Reporting from Washington — The U.N. Security Council is expected to vote on a resolution to impose additional sanctions over Iran's nuclear program. Meanwhile, Tehran makes diplomatic efforts to head off new penalties.
With a critical U.N. Security Council vote looming, Western diplomats appealed to Brazilian officials Tuesday to drop their opposition to a new battery of international sanctions against Iran.
Iranian officials, meanwhile, continued pursuing their own diplomatic efforts to head off new penalties. The Security Council was expected to vote Wednesday on a resolution to impose a new round of sanctions, the fourth since 2006.
At least 12 of the United Nations Security Council's 15 members are expected to vote to approve the sanctions, which are aimed at pressuring Iran to limit its nuclear program. But in the interest of displaying international unanimity, the resolution's supporters would prefer that countries skeptical of new sanctions abstain rather than vote "no."
Avoiding "no" votes "would make a big difference symbolically," said an official of a country that favors the new sanctions, speaking on condition of anonymity in keeping with diplomatic protocol.
Iran argues that it's developing a nuclear program only for peaceful purposes; the United States and many other countries suspect it is seeking to develop atomic weapons.
Brazil, a Security Council member, has criticized the proposed sanctions, which seek to punish Iran's nuclear industry, limit nonnuclear arms sales and authorize ship inspections to prevent imports of nuclear-related equipment. The resolution adds 41 organizations and a scientist to a blacklist.
U.S. officials met Monday with Brazil's deputy foreign minister to discuss the sanctions. An abstention by Brazil could make it harder for Turkey and Lebanon, which also have criticized the proposed resolution, to vote "no."
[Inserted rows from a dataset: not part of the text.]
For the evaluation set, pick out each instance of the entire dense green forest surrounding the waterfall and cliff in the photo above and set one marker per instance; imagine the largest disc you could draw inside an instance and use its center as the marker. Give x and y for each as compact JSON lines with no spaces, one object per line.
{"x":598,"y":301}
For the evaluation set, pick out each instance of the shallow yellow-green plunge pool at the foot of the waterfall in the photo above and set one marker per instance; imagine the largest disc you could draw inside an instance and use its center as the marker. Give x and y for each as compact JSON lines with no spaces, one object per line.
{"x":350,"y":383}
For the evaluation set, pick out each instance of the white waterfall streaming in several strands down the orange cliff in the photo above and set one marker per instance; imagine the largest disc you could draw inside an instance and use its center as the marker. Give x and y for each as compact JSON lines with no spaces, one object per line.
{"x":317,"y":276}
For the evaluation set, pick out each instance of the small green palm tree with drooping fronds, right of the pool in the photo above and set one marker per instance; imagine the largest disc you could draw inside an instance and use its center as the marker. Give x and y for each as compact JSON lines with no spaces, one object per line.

The Security Council's major powers, including Russia, China and the U.S., are expected to vote to approve the sanctions. The proposed measure was weakened by U.S. officials and their allies in a bid to win assent from Russia and China, which generally have resisted sanctions proposals against Iran.
The three previous rounds of U.N. Security Council sanctions all have been adopted unanimously.
U.S. officials contend the new sanctions will demonstrate decisive international disapproval of Iran's nuclear program. But none of the past sanctions efforts have brought Iran to the negotiating table, and critics doubt the latest resolution will be different.
Supporters of U.N. actions believe it will provide legitimacy for subsequent measures expected to be imposed in coming weeks by the European Union and various states, including the U.S., Australia and Canada.
Brazil and Turkey announced last month that they had reached agreement with Iran aimed at averting the latest round of sanctions. But the deal, which would have shipped some of Iran's enriched uranium out of the country, was dismissed by most world powers as insufficient to address concerns that Iran was progressing in its efforts to gain nuclear weapons know-how.
As part of a campaign to stave off sanctions, Iranian President Mahmoud Ahmadinejad visited Turkey on Tuesday and will travel to China on Wednesday.
Ahmadinejad warned Tuesday in a meeting with Turkish and Russian leaders that Iran would not be willing to negotiate once the U.N. had approved more sanctions.
"If the U.S. and its allies think they could hold the stick of sanctions, and then sit and negotiate with us, they are seriously mistaken," he told reporters, according to Iran's state-owned Press TV.